Marina Weisband im Januar 2012 vor den Journalisten der Bundespressekonferenz ©Stephanie Pilick/dpa

Teile der Piratenpartei wünschen sich ein Comeback ihrer ehemaligen Geschäftsführerin Marina Weisband . Dies berichtet zumindest Marina Weisband selbst: "Die Rufe nach mir nehmen zurzeit sehr zu", sagte sie dem Spiegel . Weisband hatte sich vor einem halben Jahr aus gesundheitlichen Gründen von der Parteispitze zurückgezogen und eine mögliche Karriere als Berufspolitikerin "eine gefährliche Schiene" genannt.

Bis Anfang Januar wolle sie über eine Bundestagskandidatur entscheiden, sagte die 25-jährige Psychologiestudentin aus Münster. Eigentlich sei das nichts für sie, aber wenn sie ihren eigenen Ansprüchen gerecht werden wolle, müsse sie es versuchen: "Für die Piraten wäre es wohl das Beste, wenn ich wieder antreten würde." Es gebe keine Fraktion, "die mich scheiße findet", und mit 33.000 Followern auf Twitter sei sie die Piratin mit der größten Reichweite.

Zwei Landesverbände der Piraten, die 2013 Landtagswahlen zu bestehen haben, würden eine Rückkehr Weisbands an die Parteispitze begrüßen. "Es wäre super, wenn Marina antreten würde, für den Bundestag oder ein Parteiamt", sagte der niedersächsische Piraten-Vorsitzende Andreas Neugebauer dem Spiegel . Der bayerische Landeschef Stefan Körner ergänzte: "Marina hat dafür gesorgt, dass die Piraten ein ansprechendes Gesicht hatten." Auf diesen Vorteil verzichte man ungern.

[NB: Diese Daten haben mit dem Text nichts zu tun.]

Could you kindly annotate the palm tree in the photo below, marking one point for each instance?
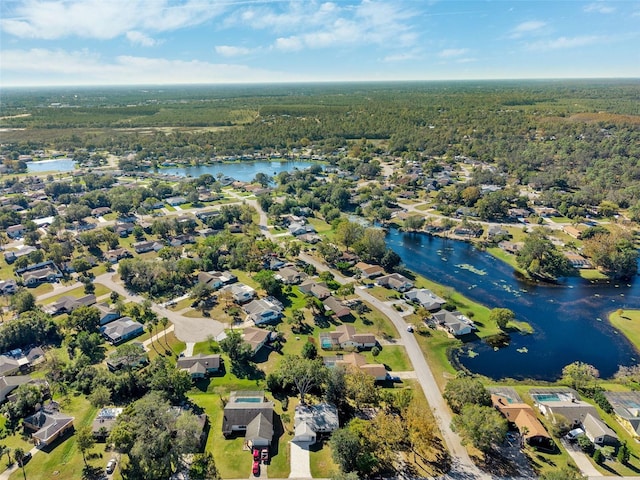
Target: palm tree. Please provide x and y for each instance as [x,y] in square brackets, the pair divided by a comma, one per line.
[18,454]
[165,321]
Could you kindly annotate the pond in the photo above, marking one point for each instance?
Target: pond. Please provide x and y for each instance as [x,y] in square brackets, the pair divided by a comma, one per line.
[244,171]
[569,319]
[56,165]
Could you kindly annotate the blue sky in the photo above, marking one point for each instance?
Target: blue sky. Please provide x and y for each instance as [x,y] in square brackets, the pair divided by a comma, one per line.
[103,42]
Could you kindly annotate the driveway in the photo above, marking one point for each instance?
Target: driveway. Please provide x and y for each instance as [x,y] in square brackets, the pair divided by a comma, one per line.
[299,458]
[187,329]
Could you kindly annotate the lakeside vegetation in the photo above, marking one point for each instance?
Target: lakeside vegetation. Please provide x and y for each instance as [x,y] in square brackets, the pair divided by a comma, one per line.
[460,157]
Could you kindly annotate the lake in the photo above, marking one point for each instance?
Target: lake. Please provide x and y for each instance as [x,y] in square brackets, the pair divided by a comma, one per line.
[56,165]
[244,171]
[569,319]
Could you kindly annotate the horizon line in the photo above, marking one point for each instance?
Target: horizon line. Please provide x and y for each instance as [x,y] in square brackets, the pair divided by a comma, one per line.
[315,82]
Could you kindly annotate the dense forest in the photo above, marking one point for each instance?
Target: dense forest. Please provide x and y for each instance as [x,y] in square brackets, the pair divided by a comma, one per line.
[556,136]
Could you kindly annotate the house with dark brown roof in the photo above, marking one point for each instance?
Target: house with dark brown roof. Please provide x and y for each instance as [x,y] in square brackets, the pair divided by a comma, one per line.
[200,365]
[48,424]
[249,413]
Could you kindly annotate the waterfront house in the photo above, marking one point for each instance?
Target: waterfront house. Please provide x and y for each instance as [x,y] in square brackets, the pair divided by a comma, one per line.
[199,366]
[121,330]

Allerdings bestritt Weisband noch am Sonntag, die Aussagen gegenüber dem Spiegel so getroffen zu haben. "Ich weiß nicht, ob ich für irgendwas kandidieren will, ich werde es auch bis zum Jahreswechsel nicht wissen und ich denke gerade nicht darüber nach", sei ihre Antwort immer wieder gewesen, schrieb Weisband in ihrem Blog . Das Magazin habe sie dann falsch zitiert: "Es sind hauptsächlich Mentions auf Twitter, in letzter Zeit schon mehr", sei ihre Aussage gewesen. Daraus habe die Autorin das Zitat "Die Rufe nach mir nehmen zu" gemacht. Dass sie ein Comeback erwäge, wie die Überschrift lautet, sei so ziemlich das Gegenteil von dem, was gerade passiere.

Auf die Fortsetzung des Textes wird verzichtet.